Durante gli Australian Open ha fatto parlare di se anche per la fidanzatina,
Camille Neviere, giovane modella francese dal faccino angelico, che lo sosteneva
saltando ad ogni punto immersa nella piccola colonia di fans ciprioti presenti
a Melbourne. Voci di crisi tra i due in estate, solo gossip dicono; di sicuro
lei è diventata una delle icone più cliccate dai teenager sul web. Ha appena
pubblicato un libro, già best seller nel suo paese, presentandolo così:
"Ho solo 20 anni e sono appena diventato uno dei migliori tennisti al mondo.
Questo libro è un ringraziamento a coloro che amo, ed un modo per parlare
di me a coloro che sono interessati a conoscermi meglio" La sua storia è
quella di un ragazzo normale, di una famiglia borghese amante dello sport.
"Devo ringraziare mio padre Christos se ora sono un tennista. Ama tutti
gli sport ed era determinato a far diventare un suo figlio un campione della
racchetta. Iniziai giovanissimo, a soli 7 anni andai a Limassol nel club
più importante del paese. Per problemi di famiglia non giocai per due anni,
ma ad 11 ripresi trasferendomi nel centro tecnico nazionale di Nicosia,
con strutture più professionali.Durante un torneo in Francia fui notato
e messo in contatto con Patrick Mouratoglou, direttore di un importante
accademia. Firmammo un accordo e iniziai a vivere a Parigi. Duro l'inizio,
lontana la famiglia, non capivo una parola di francese, molto diversa la
capitale dalla mia isola, ma nel 2003 vennero i primi ottimi risultati junior,
inizia la mia vera carriera. Nel 2004 e 2005 vari problemi fisici, come
l'operazione al braccio, ma non ho mai perso la fiducia, ed i risultati
sono arrivati! Se sento la pressione? Beh, certo, dopo gli Australian Open
tutto è cambiato, molti si aspettano grandi cose da me, ad ogni torneo.
Però devo abituarmi, mi sto abituando sempre di più, e grazie al mio team
riesco a mantenere le stesse routine di prima, voglio restare quello di
prima! Ho molta fiducia nel mio coach, è come un fratello per me, mi sta
insegnando sempre di più a lottare nei match. Come preparo i match con lui?

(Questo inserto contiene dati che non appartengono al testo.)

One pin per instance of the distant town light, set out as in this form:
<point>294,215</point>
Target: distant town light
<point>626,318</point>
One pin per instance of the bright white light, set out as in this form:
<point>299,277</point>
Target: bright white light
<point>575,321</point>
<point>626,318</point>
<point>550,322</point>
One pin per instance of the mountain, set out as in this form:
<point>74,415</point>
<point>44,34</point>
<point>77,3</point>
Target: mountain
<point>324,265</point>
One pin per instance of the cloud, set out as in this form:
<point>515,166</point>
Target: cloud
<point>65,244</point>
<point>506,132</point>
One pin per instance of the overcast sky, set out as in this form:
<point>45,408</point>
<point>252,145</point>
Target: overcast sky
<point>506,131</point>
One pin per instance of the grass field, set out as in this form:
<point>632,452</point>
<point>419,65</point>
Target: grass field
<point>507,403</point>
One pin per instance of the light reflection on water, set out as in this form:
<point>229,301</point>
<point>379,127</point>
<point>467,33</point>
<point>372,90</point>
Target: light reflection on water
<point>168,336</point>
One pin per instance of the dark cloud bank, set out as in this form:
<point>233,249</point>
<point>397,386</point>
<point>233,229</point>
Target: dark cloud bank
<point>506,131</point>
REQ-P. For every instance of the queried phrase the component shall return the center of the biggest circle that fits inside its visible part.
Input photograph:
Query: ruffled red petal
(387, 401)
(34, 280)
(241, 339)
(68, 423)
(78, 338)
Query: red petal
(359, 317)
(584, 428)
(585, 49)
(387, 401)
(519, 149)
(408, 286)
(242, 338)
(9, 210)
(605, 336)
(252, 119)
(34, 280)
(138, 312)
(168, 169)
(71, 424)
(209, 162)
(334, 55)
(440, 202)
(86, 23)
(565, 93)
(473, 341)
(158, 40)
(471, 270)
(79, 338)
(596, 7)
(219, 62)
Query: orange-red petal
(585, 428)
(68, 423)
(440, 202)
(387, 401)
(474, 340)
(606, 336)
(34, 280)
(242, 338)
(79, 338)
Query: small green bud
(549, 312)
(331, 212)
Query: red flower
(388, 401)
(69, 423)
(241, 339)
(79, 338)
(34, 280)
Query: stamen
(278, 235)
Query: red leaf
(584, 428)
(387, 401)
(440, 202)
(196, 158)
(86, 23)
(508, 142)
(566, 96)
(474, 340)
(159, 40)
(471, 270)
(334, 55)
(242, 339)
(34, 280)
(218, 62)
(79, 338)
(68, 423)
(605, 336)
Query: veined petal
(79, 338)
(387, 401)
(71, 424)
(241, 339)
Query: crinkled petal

Beh, spesso è lui che guarda i match dei miei rivali, io preferisco andar
a letto presto, magari con la mia fidanzata... e parliamo la mattina dopo
insieme. Mi ha aiutato tantissimo ad avere piu' fiducia nei miei mezzi.
Ora so cosa posso fare e che posso arrivare in alto. La semifinale di Wimbedlon
e' stata un'ulteriore conferma. Credo proprio di essere pronto a vincere
un torneo del Grande Slam. Amo correre, tirare la palla negli angoli, divertirmi
in campo provando cose nuove e diverse, migliorarmi ogni giorno."
Marcos ha tutte le qualità per primeggiare. Tecnicamente è già un giocatore
più che completo, deve cercare di mantenere alta la qualità del suo tennis
per tutto l'incontro, migliorando la risposta al servizio, spesso di puro
contenimento. E magari riuscire a trovare i migliori automatismi anche su
terra, dove quest'anno ha raccolto ben poco. Il 2007 sarà un'annata difficile,
molti punti da difendere già ad inizio stagione. Entrare nei top10 mantenendo
l'attuale classifica media e vincere qualche torneo di buon livello sarebbe
già molto positivo, ma Baghdatis è ambizioso, qualità dei grandi campioni,
e non si pone limiti.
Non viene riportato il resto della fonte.